# What counts as an animal print dress?



## stitchmaker (Feb 1, 2014)

The lovely phone has given me an animal print dress as a good luck item.  What dress would that be?
QR designs don't count.  So left is the butterfly and the caveman tank.  Did one of those pass when you visit Katrina?

Also is there a list of one item that will only pass Katrina test.
For example the plaid cami dress is the only plaid dress that Katrina like.

I have my vertical jester tank and pants, Horizontal stripe red or gray pants. Polka-dot dress that she requests alot.

Any help would be greatly appreciated.   I work on getting my 3rd extra game museum full of odd requests.

Prefer not to wear the tingle hood.


----------



## Ankhes (Feb 7, 2014)

Deer shirt, frog shirt, and maybe the bunny or chick tee!  That's all I can think of that such a request could mean other than Gracie Grace stuff.

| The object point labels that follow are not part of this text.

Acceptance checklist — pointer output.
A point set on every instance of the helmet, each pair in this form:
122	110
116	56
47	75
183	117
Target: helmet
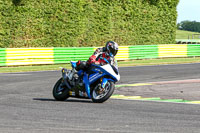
112	48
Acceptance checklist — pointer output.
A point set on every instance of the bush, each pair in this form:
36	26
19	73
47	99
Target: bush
67	23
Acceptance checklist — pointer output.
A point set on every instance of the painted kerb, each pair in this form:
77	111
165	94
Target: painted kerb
2	57
31	56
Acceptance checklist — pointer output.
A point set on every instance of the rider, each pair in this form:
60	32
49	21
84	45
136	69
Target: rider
108	52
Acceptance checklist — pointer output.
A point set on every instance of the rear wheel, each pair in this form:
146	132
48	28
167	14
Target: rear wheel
100	95
60	91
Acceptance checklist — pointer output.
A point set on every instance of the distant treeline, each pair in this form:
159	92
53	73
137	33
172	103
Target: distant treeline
67	23
189	26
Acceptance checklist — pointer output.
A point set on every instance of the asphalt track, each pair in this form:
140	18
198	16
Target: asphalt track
27	105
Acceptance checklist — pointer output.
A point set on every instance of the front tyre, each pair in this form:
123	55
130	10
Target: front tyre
60	91
100	95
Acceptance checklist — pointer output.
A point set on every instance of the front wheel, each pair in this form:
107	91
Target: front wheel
60	91
100	95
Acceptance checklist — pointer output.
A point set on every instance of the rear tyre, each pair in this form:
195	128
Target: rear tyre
100	95
60	91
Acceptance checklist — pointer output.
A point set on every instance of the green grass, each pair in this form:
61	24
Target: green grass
121	64
181	34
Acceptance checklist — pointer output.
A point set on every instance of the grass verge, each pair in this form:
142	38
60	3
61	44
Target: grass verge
121	64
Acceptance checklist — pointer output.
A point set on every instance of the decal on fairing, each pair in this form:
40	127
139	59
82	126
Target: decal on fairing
94	77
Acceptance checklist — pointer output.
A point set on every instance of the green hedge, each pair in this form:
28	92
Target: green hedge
59	23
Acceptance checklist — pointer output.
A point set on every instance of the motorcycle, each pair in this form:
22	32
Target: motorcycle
96	83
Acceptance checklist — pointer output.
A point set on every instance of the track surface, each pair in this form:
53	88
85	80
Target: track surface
27	105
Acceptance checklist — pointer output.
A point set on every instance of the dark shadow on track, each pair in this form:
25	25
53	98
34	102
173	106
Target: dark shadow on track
68	100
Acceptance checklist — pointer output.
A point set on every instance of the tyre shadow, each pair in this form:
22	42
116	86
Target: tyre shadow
68	100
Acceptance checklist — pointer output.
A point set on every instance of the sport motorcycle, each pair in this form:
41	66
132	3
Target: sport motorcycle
96	83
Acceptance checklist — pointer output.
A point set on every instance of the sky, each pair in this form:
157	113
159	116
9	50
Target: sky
188	10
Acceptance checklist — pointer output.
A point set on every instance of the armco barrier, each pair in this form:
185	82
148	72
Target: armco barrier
31	56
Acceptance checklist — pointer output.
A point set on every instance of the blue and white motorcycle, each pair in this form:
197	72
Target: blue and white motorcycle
97	83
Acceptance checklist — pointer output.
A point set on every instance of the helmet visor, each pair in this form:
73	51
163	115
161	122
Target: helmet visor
113	51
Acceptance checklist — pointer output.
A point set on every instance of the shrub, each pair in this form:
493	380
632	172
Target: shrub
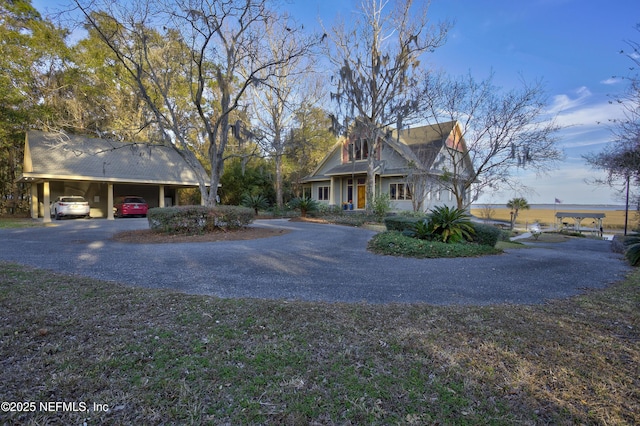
395	243
450	224
256	202
632	249
381	206
198	219
401	223
486	235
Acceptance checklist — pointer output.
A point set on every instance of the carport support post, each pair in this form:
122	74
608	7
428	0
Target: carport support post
46	200
34	200
109	201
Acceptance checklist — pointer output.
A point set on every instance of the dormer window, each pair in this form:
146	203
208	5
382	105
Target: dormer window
358	150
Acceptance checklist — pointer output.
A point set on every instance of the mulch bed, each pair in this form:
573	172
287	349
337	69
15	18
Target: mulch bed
147	236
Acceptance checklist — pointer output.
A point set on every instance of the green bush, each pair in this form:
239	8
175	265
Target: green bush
486	235
381	206
256	202
401	223
304	204
198	219
394	243
448	224
632	249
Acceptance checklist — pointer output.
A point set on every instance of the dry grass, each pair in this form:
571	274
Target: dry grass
157	357
614	218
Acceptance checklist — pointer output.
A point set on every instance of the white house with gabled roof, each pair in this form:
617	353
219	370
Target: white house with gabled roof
411	166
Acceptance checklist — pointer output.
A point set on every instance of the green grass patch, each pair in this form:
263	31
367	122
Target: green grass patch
158	357
395	243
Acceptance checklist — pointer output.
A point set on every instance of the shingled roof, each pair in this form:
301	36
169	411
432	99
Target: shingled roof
53	156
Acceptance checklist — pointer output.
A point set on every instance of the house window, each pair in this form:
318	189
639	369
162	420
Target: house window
323	193
399	191
358	150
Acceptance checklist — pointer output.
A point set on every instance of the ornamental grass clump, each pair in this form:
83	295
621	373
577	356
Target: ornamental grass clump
447	225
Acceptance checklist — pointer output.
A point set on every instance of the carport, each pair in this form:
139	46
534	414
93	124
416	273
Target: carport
101	170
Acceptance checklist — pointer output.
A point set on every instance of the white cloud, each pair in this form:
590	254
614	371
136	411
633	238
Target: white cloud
565	102
612	80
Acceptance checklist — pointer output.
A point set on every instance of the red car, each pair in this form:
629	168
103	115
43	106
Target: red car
131	206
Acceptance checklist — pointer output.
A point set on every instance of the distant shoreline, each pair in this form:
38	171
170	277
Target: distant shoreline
559	207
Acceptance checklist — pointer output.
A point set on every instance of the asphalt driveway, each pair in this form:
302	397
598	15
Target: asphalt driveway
313	262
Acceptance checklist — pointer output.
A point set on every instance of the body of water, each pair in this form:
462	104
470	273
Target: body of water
561	207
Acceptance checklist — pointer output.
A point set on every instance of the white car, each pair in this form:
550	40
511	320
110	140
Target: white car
69	205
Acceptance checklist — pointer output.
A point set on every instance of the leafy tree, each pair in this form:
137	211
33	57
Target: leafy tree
255	201
32	50
307	144
377	60
252	177
276	104
517	204
217	49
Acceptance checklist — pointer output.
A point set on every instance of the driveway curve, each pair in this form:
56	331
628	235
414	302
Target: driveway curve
314	262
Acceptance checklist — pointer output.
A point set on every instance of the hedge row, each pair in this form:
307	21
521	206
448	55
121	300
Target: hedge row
401	223
198	219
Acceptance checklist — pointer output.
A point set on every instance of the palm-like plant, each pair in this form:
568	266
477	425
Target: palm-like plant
517	204
632	250
449	225
256	202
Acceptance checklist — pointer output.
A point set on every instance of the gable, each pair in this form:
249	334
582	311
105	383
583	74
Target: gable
422	146
72	157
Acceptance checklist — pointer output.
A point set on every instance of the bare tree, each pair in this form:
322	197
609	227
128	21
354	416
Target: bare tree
621	158
213	49
288	85
377	58
499	132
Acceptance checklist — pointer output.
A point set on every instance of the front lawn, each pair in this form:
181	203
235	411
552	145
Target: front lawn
154	357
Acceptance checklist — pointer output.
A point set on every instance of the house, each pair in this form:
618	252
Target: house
100	170
413	166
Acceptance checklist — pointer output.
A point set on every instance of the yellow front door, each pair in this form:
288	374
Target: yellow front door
362	199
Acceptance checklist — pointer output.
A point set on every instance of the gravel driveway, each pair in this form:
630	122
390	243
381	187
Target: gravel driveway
314	262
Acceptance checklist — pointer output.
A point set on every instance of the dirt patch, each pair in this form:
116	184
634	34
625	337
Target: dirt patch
147	236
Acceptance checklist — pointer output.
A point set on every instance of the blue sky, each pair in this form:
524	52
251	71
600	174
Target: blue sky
571	45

ETA - but again, those aren't true prints, but silk-screened images.


----------



## stitchmaker (Feb 7, 2014)

I have the leopard tee,skirt and pants for animal print.  What I need to know is what dress is right.


----------



## stitchmaker (Mar 5, 2014)

Found out that it can be the cat dress or the fluffy tank dress.  Which is odd because they don't have an animal print on them.
Fluffy tank dress is the bunny dress.


----------



## Lollipop (Mar 5, 2014)

Maybe the ladybug tank, zebra shirt, and leopard shirt would work.


----------